Development of an airborne instrument with the main characteristics similar to the CIMR payload instrument was initiated in 2023 by ESA with Harp Technologies Oy as the prime contractor. The airborne CIMR-AIR system is to be used in field experiments in various environments for gathering data for geophysical retrieval algorithm development, and for CIMR calibration and validation activities.

The system consists of the CIMR-AIR instrument, a Level 1 & Level 2 (L1&2) Processor, and supporting equipment such as laboratory and field calibration loads and hardware for transportation and installation. Further, the CIMR-AIR instrument consists of five fully polarimetric radiometers, visual and thermal infrared cameras observing the radiometer’s footprint area, infrared thermometer for sky radiation measurements, power management system, aircraft-independent attitude and heading reference system for accurate position and footprint position determination, and an operator’s display unit. The main radiometric characteristics the CIMR-AIR radiometers are similar to those of the CIMR satellite radiometer. The main characteristics of CIMR-AIR are shown in Table I.

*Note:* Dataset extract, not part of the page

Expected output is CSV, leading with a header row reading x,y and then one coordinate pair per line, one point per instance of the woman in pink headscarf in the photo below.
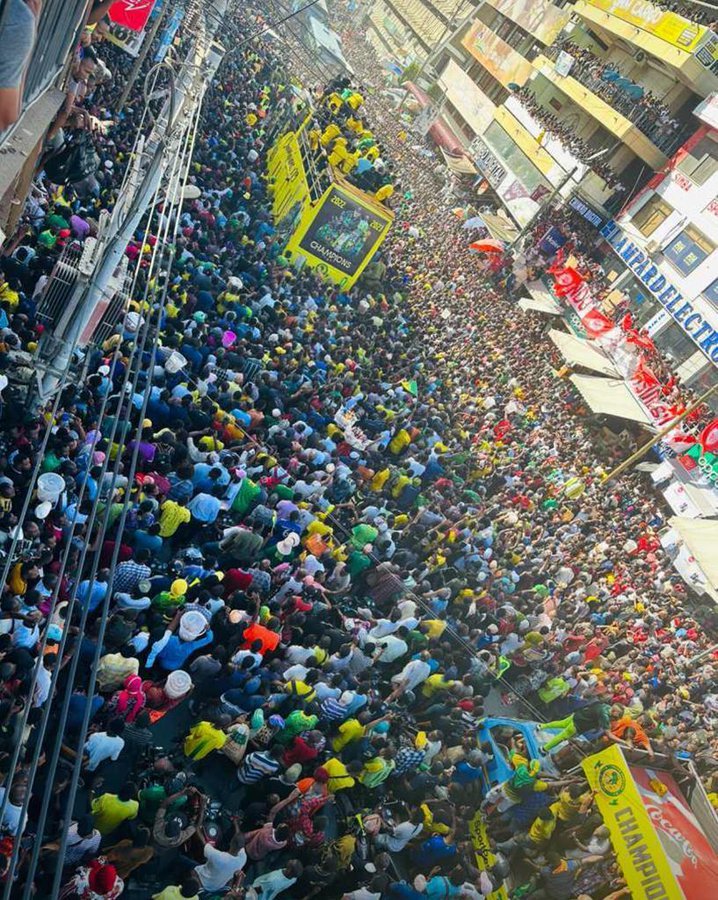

The CIMR-AIR instrument is operated as a side-looking instrument hosted in an aircraft with adequately large (approximately >1.4 x 1.4 m) side door opening. The mechanics enable adjustment of the instrument’s installation angle, allowing the nominal beam angle relative to the ground (the observation angle) to be maintained, also during flight experiments involving circular flight with a constant aircraft roll. The radiometer’s modular design also allows for other mechanical installations, through updates to the mechanical interfaces. The current design is done for Twin Otter aircrafts, which are commonly used type of aircraft in scientific field experiments. An illustration of the design, mounted on a Twin Otter’s side cabin door opening, is shown in Figure 1.

The L1&L2 Processor, developed by Finnish Meteorological Institute (FMI), is an offline software tool, which processes raw radiometer measurements into L1A, L1B, and L2 products. The L1A data are time oriented engineering data that are corrected for instrument non-idealities. L1B data are temporally aggregated Stokes vectors geo-referenced in local ground coordinates and polarization. In L2 processing, the L1B data are processed to Sea Ice Concentration (SIC) and Sea Surface Temperature values (SST) in order to provide a first estimate of these geophysical variables. The L1A, L1B, L2 data as well as all instrument data necessary to reprocess the data are delivered to user in netCDF format.

Currently (September 2025), the CIMR-AIR system development is in the middle of manufacturing, assembly, integration, and testing phase. The integration is expected to be finished in early 2026, and the first flight experiment is currently planned for spring 2026.

In the conference presentation we elaborate the details of the system and explain the timely status of the development.